The Winter 2022 Release of SingleStoreDB added performance improvements for transactional (OLTP) and analytical (OLAP) workloads — particularly, for working with JSON and string data.
This article will present several examples to demonstrate the speedup, so you can experience the performance improvements first hand.
Introduction
It’s no secret JSON is a wildly popular data format, used by developers and engineers all over. We’ve previously covered how SingleStoreDB supports JSON — with the latest innovation in 8.0 for seekable JSON. This enables JSON data to be stored in a compressed format, and when specific rows need to be retrieved, only the retrieved data needs to be decompressed. Figure 1 shows the previous approach for accessing JSON data (left-hand side) and the new approach (right-hand side). The new approach makes JSON suitable for both OLTP and OLAP applications, further cementing SingleStoreDB as the ideal, unified database.

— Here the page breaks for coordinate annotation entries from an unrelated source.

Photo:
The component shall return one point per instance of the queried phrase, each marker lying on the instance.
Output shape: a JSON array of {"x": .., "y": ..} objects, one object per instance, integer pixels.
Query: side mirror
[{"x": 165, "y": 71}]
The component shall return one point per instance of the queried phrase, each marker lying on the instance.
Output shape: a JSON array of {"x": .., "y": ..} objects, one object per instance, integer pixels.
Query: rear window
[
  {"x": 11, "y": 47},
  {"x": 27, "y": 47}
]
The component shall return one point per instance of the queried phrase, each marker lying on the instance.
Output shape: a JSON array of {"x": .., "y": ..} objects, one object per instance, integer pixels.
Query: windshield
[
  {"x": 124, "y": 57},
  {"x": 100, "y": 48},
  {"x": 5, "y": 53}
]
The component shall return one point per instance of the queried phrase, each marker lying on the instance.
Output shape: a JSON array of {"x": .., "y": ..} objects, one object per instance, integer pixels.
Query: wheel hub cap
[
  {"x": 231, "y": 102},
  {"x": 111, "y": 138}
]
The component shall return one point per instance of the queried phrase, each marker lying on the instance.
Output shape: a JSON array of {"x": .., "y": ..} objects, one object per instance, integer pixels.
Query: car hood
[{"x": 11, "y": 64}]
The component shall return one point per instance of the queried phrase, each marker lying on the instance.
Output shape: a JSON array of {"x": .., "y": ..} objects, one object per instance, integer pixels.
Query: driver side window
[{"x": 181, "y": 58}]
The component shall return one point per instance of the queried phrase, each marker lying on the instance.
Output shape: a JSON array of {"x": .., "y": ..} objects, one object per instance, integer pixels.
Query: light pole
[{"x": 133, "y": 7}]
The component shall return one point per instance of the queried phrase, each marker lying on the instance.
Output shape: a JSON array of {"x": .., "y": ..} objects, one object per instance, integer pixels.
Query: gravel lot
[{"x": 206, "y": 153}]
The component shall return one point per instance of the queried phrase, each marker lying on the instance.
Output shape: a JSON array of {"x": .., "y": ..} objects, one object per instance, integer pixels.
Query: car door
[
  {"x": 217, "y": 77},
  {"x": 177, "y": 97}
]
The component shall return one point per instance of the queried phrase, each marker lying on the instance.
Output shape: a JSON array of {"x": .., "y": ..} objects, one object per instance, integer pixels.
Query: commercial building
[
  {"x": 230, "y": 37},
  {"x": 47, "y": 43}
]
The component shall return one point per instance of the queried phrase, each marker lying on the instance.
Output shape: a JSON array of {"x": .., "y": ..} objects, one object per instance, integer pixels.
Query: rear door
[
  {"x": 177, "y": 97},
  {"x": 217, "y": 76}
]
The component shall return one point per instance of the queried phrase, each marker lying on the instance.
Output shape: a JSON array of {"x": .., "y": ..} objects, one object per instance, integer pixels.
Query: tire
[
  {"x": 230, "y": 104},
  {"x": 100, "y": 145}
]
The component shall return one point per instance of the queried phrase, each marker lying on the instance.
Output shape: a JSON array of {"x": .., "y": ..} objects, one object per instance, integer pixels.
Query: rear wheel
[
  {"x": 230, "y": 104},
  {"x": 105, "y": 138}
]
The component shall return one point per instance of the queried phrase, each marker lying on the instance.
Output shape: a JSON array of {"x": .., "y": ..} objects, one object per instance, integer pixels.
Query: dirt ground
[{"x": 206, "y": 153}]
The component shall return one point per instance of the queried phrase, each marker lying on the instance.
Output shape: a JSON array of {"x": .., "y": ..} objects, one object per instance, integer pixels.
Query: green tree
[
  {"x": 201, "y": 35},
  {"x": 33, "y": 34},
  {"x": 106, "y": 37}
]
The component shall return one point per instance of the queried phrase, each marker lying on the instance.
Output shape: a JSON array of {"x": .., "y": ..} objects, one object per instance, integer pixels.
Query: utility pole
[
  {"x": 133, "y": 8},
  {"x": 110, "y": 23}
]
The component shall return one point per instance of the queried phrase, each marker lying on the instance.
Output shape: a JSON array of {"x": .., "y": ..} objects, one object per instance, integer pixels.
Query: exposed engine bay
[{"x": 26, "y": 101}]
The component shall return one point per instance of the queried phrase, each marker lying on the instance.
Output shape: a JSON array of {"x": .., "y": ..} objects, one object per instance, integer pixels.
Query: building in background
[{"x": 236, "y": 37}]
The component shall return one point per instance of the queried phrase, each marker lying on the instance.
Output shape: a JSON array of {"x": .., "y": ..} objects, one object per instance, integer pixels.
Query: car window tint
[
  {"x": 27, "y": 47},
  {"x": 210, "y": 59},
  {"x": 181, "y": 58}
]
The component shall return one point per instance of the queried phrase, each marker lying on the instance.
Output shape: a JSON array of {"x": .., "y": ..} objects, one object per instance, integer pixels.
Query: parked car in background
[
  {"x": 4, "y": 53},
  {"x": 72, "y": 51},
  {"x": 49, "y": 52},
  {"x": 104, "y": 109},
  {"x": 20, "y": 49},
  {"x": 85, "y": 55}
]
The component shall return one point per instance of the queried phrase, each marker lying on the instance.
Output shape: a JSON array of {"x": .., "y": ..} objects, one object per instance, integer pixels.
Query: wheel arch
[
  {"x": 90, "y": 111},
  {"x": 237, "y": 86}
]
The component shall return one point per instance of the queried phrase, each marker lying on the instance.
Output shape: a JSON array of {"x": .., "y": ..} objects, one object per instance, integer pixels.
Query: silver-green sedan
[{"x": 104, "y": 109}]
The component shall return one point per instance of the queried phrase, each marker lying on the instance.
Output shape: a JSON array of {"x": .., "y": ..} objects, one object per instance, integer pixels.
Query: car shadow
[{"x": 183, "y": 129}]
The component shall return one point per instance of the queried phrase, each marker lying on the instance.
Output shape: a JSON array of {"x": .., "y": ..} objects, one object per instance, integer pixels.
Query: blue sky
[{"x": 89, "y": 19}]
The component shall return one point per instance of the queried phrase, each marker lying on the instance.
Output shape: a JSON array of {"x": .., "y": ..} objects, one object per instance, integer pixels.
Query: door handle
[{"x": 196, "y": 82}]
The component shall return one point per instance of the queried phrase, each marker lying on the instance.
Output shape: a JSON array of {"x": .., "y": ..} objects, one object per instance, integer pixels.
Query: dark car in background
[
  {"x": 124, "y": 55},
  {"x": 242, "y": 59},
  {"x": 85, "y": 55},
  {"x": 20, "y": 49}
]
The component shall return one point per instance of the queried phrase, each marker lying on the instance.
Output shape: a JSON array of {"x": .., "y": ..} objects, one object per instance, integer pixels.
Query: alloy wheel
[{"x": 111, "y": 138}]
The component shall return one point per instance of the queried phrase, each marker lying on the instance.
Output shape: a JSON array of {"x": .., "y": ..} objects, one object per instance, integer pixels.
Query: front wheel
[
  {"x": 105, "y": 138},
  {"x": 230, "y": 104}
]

For developers working extensively with JSON, that means there are no changes in data format or JSON Functions, as enhancements are under the covers. What developers will notice, however, are the performance gains. For management, the improved performance means SingleStoreDB becomes a more compelling business solution, removing the need to integrate multiple products or databases, leading to better Total Cost of Ownership (TCO).
Seekable JSON in Action
On SingleStore's YouTube Channel, there is a great 5-minute video demonstrating “Faster Seeks for JSON Data on Universal Storage” — and the demo results are impressive. Interested in trying it for yourself? Fortunately, all the details are provided in the SingleStore documentation, and you can find the demo code in the JSON Performance section.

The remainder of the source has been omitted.